The good news is that the appeal of the Federal Communications Commission’s preemption of local ownership of streetlight poles will be fast tracked. The not so good news – which isn’t exactly news to people who follow such things – is that fast is a relative term.
An order issued yesterday by the ninth circuit federal appellate court in San Francisco granted a request “to expedite oral argument” in the case, made by dozens of local governments. What that means is that the court is looking at “dates for February 2020 and the two subsequent…months” for those arguments to happen.

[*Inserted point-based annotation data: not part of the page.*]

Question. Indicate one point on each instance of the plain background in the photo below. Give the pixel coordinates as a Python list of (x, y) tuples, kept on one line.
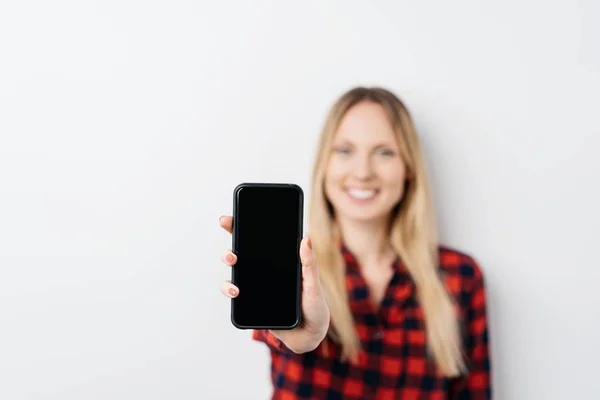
[(125, 125)]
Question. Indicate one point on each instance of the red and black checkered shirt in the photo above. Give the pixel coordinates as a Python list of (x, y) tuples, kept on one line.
[(393, 363)]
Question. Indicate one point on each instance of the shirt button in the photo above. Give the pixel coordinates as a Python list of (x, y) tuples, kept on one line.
[(378, 334)]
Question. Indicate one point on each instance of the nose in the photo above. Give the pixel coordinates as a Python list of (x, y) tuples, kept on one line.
[(363, 169)]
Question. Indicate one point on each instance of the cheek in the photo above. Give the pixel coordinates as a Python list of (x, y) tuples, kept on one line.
[(335, 173), (394, 178)]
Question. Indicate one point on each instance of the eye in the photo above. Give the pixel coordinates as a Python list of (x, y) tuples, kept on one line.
[(342, 149), (387, 152)]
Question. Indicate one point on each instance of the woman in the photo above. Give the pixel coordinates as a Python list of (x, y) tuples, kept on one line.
[(389, 313)]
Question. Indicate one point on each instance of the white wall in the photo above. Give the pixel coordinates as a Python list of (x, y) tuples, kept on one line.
[(126, 124)]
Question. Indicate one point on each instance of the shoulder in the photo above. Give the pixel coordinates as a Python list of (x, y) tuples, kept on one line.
[(461, 269)]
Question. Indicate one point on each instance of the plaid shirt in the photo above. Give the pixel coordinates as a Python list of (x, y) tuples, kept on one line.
[(393, 363)]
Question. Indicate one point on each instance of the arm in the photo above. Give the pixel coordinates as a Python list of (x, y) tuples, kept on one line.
[(477, 384)]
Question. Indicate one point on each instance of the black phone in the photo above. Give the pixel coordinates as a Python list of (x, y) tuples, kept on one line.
[(267, 231)]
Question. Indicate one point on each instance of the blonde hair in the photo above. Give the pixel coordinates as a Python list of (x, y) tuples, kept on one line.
[(412, 235)]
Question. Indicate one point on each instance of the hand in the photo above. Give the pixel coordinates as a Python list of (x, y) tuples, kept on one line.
[(315, 312)]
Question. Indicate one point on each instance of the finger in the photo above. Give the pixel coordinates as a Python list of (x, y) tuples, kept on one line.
[(229, 289), (226, 222), (228, 257), (310, 273)]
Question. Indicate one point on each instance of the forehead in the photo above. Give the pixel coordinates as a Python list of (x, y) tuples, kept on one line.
[(366, 123)]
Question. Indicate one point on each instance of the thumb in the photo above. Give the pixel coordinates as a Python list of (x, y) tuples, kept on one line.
[(310, 272)]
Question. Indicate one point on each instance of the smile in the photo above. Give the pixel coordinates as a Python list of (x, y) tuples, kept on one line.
[(361, 194)]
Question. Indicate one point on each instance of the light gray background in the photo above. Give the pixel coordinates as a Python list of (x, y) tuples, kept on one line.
[(125, 125)]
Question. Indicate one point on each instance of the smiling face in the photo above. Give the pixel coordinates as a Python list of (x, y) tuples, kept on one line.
[(365, 175)]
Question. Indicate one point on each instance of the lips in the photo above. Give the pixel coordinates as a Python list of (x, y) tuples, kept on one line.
[(361, 194)]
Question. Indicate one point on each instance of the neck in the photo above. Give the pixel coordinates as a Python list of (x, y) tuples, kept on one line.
[(367, 241)]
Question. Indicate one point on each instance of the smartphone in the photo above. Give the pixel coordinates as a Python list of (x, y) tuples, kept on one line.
[(266, 236)]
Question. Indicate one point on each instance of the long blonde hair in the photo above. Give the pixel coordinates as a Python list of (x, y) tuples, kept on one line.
[(413, 236)]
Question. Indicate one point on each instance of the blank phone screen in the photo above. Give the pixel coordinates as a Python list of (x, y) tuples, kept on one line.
[(267, 234)]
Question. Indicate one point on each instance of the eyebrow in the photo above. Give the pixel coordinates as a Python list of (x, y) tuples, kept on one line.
[(348, 142)]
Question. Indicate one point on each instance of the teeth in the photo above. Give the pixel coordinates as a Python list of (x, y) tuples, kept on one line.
[(361, 194)]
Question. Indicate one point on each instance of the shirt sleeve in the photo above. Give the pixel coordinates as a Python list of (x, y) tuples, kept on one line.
[(477, 383)]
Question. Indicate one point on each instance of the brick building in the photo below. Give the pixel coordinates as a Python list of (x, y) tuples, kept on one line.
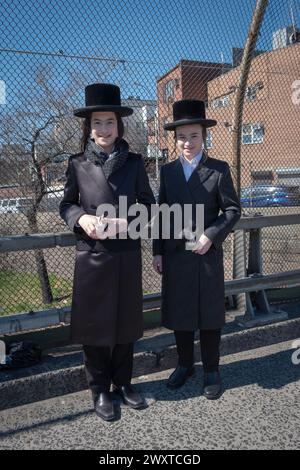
[(270, 142), (188, 79)]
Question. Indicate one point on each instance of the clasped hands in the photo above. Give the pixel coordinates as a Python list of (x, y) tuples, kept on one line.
[(100, 228)]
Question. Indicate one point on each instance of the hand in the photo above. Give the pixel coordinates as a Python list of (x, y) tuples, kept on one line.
[(88, 223), (203, 245), (157, 264)]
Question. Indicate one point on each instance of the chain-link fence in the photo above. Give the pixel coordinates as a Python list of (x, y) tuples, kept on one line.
[(157, 51)]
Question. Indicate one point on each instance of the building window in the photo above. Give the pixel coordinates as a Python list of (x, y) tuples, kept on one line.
[(251, 91), (169, 90), (253, 134), (221, 102), (208, 144)]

The judges hearing the case will also have to decide whether to handle everything at once, or break it up into more manageable bits. The primary case involves two decisions made by the FCC last year, both dealing with the way state and local governments manage access to roads and anything else considered to be the public right of way, and the degree of ownership control they can exercise over structures, such as light poles or traffic signals, they install there. One decision dealt mostly with deployment of wireline telecoms infrastructure, the other with wireless facilities.
One issue that’s particular to municipal electric utilities – whether federal law allows the FCC to regulate their utility poles – was separated out earlier. The cities and counties litigating the main case asked for arguments for and against one touch make ready rules for privately-owned utilities to be heard separately. Yesterday’s order said the three judge panel will sort that out later.
Assuming that oral arguments happen sometime between February and April, and the judges issue a decision in a three to six month time frame (typical, but it could be longer or shorter), then we won’t know if the FCC’s decisions will stand until this time next year. That’ll add to the uncertainty faced by cities as they try to manage the expected avalanche of permit applications for small cell facilities and associated fiber optic installations.